Nous avons mentionné les dolmens disséminés sur la vaste colline de Buzeins , désignée sous le nom des Camps. Nous avons qualifié ces monuments de splendides, titre beaucoup trop fastueux, paraît-il, pour des tombes dont la richesse et l'art sont à si grande distance de la richesse et de l'art de nos tombes modernes, auxquelles nous avons l'habitude d'accorder de semblables titres. Mais ne pouvaient-elles pas être splendides et merveilleuses aux yeux de ces générations reculées qui surent les élever sans le secours de la mécanique et les mille ressources que l'étude et l'expérience nous ont données depuis? Il avait fallu traîner sur place ces larges dalles extraites au loin, d'une longeur de 5 à 6 mètres et d'une épaisseur qui dépasse quelquefois 70 centimètres. Il fallait dresser celles-ci sur champ, et puis, par un suprême effort, hisser la lourde table qui devait protéger les cendres vénérées du défunt et lui conserver à travers plusieurs siècles les objets qui lui furent chers. Ne pouvaient-elles pas être splendides, aux yeux de nos vieux ancêtres, ces tombes qui nous étonnent encore nous-mêmes par la majesté de leurs masses? Pour nous, les dolmens de la colline de Buzeins sont les plus beaux et les plus imposants de tous ceux que nous avons recontrés dans notre département. Mais voici le revers de cette médaille : il n’existe pas un seul de ces tombeaux qui n’ait été dévasté. Le photographe seul peut tirer bon parti d’une douzaine en reproduisant leur figure pour la conserver à la science. Depuis quelques mois seulement leurs cellæ sont veuves de leurs vieilles cendres et des objets précieux qu’elles renfermaient. Des hommes étrangers au département ont emporté, pour leur vaine curiosité peut-être, ce qui devait être pour l’histoire une utile pièce justificative. Sur leurs décombres, livrés aux vents, nous avons pu cependant recueillir quelques épaves. Ce sont 14 bouts de flèches en silex ; un 15e est en bronze ; un superbe couteau également en silex ; deux petites haches en pierre, plusieurs grains de collier en albâtre gris, en serpentine, en coquillage et en bronze, enfin un grand vase grossièrement orné et d’une belle conservation.

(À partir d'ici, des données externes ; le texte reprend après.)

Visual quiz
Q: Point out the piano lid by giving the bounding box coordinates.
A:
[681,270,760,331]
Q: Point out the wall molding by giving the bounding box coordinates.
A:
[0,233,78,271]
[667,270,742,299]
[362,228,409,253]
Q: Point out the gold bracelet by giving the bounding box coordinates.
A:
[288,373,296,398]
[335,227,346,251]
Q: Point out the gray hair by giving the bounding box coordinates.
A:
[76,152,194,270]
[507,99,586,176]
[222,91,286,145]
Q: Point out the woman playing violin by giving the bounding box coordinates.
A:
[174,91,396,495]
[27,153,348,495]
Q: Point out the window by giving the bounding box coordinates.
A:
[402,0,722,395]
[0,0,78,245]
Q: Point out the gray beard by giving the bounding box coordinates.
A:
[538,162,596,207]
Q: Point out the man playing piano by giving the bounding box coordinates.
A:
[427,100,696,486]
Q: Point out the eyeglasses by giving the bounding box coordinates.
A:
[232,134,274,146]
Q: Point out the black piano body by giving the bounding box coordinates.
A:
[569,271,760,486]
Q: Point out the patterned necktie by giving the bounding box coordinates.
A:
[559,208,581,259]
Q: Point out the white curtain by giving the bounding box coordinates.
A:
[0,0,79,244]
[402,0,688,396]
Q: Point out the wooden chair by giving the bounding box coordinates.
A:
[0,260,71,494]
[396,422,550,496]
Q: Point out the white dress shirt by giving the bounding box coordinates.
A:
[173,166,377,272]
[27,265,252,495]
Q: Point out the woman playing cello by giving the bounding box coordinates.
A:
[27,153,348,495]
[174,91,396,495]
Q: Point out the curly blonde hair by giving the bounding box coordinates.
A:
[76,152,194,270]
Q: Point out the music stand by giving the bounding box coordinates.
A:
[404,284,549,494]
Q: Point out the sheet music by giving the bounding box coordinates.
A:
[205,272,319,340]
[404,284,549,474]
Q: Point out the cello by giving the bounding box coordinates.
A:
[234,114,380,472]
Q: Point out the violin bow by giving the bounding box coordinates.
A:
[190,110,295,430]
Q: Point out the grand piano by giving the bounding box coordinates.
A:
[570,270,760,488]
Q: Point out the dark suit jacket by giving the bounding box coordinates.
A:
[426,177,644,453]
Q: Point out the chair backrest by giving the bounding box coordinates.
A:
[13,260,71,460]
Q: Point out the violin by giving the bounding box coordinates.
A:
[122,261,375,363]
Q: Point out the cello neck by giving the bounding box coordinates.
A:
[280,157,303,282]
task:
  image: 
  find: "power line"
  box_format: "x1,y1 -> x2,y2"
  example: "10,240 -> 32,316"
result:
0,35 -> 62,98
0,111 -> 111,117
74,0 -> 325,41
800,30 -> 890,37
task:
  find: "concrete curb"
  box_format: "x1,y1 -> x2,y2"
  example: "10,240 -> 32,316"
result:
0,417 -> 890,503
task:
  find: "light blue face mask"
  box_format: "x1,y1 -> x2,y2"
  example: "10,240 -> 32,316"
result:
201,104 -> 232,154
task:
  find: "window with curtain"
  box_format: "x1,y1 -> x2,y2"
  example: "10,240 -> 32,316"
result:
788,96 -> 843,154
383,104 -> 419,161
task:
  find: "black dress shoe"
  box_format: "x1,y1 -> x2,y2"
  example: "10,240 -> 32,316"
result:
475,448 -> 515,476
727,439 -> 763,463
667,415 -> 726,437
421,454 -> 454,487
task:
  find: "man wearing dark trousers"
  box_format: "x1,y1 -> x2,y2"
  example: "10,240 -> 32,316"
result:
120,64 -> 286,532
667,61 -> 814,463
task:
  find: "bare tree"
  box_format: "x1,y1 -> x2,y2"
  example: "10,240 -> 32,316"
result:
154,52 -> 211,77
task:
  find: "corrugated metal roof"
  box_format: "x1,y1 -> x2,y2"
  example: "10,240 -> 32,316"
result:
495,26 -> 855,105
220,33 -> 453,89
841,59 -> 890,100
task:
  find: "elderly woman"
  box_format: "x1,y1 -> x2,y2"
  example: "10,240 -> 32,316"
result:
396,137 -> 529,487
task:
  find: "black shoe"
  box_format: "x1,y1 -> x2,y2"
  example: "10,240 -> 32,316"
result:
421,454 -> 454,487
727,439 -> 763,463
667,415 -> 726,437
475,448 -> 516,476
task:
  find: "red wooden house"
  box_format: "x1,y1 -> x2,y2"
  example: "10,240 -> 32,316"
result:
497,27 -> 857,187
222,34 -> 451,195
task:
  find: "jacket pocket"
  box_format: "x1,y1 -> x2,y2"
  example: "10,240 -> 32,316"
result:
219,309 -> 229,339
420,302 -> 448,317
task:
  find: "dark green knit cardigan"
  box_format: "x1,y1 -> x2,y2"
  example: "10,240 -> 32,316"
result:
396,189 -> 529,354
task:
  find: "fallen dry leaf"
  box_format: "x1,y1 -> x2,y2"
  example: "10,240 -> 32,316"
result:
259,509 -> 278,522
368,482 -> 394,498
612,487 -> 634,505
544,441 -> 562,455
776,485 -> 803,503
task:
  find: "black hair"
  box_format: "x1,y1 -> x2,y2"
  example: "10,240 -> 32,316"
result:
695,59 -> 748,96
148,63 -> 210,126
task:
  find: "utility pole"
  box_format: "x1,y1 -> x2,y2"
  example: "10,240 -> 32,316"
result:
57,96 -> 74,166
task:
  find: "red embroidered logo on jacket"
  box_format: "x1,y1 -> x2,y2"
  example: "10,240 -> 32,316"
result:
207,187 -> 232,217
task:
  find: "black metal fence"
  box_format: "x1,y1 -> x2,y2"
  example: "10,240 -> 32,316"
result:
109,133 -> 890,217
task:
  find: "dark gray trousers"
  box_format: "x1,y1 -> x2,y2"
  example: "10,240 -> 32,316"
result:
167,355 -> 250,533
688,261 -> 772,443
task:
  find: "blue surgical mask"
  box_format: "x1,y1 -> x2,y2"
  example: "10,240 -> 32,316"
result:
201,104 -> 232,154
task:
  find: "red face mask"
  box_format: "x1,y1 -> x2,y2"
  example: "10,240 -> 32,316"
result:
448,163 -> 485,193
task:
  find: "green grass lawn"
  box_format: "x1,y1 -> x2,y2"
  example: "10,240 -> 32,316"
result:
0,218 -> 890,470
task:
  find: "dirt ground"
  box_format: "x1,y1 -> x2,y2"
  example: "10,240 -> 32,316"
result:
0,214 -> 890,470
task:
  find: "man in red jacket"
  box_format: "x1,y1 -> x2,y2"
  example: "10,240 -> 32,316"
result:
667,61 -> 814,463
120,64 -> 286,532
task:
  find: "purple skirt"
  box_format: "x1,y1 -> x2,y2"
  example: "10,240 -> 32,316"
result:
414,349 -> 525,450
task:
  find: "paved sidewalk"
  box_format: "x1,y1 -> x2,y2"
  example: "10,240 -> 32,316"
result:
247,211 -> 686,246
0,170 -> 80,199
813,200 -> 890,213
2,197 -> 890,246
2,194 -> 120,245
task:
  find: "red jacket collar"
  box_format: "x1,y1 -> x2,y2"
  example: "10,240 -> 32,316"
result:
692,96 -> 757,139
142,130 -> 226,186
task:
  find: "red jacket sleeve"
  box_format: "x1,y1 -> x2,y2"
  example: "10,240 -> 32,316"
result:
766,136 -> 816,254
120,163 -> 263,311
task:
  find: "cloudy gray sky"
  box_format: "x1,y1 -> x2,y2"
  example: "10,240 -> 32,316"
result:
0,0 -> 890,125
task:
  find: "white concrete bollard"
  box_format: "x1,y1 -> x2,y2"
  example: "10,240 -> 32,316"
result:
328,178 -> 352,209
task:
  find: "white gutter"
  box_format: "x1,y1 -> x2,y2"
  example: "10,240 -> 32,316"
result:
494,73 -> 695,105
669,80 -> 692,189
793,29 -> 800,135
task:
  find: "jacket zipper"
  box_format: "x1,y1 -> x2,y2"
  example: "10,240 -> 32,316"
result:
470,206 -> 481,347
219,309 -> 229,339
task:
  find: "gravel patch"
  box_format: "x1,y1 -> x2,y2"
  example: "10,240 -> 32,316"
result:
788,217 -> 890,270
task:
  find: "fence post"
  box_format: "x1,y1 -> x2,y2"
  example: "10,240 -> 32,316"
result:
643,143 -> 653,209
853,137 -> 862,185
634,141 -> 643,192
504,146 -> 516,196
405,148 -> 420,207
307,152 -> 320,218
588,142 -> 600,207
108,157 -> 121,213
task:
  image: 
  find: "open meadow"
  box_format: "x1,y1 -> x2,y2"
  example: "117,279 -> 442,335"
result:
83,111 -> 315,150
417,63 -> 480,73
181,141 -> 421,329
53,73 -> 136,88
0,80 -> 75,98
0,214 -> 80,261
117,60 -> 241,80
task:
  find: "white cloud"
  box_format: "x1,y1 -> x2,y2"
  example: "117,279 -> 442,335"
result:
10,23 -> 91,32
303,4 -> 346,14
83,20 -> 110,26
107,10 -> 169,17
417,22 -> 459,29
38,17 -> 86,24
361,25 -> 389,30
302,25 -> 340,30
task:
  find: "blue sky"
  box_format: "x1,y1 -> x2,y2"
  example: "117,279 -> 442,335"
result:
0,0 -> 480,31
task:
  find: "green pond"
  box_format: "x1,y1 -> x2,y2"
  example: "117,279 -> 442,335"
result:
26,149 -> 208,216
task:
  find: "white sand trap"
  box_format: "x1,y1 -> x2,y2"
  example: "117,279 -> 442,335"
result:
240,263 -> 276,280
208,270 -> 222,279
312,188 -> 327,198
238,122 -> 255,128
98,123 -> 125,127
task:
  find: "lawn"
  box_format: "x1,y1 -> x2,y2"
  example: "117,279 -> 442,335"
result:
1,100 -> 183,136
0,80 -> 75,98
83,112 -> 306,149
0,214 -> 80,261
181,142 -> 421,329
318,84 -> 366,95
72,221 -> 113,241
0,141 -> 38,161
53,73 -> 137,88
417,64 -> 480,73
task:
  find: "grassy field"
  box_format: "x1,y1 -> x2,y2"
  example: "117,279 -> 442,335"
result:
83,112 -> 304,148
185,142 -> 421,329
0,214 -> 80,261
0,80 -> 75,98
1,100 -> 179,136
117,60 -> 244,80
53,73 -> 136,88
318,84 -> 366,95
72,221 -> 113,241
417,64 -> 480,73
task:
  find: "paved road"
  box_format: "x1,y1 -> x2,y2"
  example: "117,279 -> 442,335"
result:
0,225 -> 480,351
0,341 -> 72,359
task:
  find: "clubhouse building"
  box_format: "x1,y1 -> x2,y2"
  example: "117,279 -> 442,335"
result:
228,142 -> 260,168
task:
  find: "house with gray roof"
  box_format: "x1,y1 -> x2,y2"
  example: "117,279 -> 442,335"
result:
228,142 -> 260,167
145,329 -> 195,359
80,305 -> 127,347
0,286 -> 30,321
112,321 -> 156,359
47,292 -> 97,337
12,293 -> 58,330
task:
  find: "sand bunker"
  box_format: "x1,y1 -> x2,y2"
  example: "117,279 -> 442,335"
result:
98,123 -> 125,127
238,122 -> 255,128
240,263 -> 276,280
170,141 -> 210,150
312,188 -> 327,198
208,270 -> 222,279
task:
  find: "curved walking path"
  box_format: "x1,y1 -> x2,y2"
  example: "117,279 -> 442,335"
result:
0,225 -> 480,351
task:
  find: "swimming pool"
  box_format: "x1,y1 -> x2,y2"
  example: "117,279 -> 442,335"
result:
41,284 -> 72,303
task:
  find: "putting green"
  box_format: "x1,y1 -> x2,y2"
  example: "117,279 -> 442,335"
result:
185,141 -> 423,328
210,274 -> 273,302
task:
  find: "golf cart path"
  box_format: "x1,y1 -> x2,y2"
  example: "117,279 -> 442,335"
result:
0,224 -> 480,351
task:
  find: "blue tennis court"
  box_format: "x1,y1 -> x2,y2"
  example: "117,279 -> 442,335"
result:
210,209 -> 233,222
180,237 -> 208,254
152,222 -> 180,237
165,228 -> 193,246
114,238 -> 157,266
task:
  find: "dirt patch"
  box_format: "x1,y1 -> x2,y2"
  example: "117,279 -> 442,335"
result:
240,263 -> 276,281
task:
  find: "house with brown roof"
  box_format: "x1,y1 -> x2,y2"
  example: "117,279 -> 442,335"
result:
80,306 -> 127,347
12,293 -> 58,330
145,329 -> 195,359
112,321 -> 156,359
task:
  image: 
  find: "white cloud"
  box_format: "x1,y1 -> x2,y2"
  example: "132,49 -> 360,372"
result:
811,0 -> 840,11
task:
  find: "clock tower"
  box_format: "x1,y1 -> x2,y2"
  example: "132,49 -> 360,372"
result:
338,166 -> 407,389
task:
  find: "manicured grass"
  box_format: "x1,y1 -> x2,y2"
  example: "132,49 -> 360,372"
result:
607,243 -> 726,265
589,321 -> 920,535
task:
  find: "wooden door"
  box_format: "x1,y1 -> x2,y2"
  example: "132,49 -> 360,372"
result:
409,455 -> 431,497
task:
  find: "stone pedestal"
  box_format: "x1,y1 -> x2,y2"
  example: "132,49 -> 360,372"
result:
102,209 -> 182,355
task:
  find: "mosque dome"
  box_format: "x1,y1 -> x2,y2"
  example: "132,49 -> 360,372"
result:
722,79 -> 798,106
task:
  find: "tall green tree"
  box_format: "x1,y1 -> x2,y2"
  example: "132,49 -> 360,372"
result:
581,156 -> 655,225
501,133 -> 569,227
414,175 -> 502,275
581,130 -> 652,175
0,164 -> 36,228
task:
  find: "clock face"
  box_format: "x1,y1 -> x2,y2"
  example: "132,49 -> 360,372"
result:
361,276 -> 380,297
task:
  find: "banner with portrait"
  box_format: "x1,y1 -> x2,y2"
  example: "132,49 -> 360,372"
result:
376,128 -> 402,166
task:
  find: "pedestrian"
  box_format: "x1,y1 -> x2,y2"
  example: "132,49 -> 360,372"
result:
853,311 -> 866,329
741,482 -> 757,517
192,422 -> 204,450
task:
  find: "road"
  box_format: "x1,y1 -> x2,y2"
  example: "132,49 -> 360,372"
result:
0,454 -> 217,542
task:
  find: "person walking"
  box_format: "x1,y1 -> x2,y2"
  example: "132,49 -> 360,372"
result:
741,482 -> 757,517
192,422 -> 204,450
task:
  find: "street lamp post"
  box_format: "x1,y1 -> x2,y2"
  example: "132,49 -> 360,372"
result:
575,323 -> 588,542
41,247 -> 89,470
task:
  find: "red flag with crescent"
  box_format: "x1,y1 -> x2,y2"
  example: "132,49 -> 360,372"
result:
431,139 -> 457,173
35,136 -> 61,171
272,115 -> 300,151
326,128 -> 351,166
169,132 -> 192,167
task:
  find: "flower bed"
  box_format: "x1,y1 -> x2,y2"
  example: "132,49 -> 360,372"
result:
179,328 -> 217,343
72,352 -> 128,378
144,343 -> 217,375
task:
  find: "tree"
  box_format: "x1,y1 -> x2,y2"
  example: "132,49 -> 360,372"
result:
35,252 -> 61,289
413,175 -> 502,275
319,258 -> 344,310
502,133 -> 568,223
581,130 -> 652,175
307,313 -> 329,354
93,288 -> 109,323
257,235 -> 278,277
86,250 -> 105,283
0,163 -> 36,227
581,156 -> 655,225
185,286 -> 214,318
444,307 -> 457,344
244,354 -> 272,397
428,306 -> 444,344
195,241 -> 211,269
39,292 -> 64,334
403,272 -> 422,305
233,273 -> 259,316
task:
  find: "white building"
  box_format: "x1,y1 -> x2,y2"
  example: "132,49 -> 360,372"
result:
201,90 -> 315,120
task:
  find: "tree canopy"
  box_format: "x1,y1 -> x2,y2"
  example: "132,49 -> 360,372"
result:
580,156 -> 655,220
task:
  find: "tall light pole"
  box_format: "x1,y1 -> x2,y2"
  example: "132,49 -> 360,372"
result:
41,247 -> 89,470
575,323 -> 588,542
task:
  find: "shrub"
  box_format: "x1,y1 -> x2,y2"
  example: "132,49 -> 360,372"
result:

Ces dolmens, au nombre d’une vingtaine environ, diffèrent peu dans leurs dimensions, qui est de 5 à 6 mètres de longueur sur 1 mètre 50 de largeur. Leur profondeur varie de 70 centimètres à 2 mètres. La plupart sont encore entourés de leurs tumulus. Ils ont tous leurs portes vers l’orient, excepté deux qui l’ont l’un au sud et l’autre au nord. Plusieurs possèdent encore leur table intacte et presque aussi large que longue. A Buzeins, les dolmens sont appelés cibourniès (cineraria), tandis que dans la plupart des autres localités du département ils sont désignés sous le nom de tombes des Anglais, tombes de géants, maisons des fées, etc.


  1. A été déjà publié, à peu de chose près, dans le Bulletin monumental, n° 3, 1874.
  2. Une croyance populaire attribue aux Anglais un veau d'or et des trésors qui auraient été cachés par eux dans la terre, à l'époque où ils furent expulsés de nos contrées. Toute localité qui possède des ruines anciennes croit que ces prétendus trésors s'y trouvent enfouis.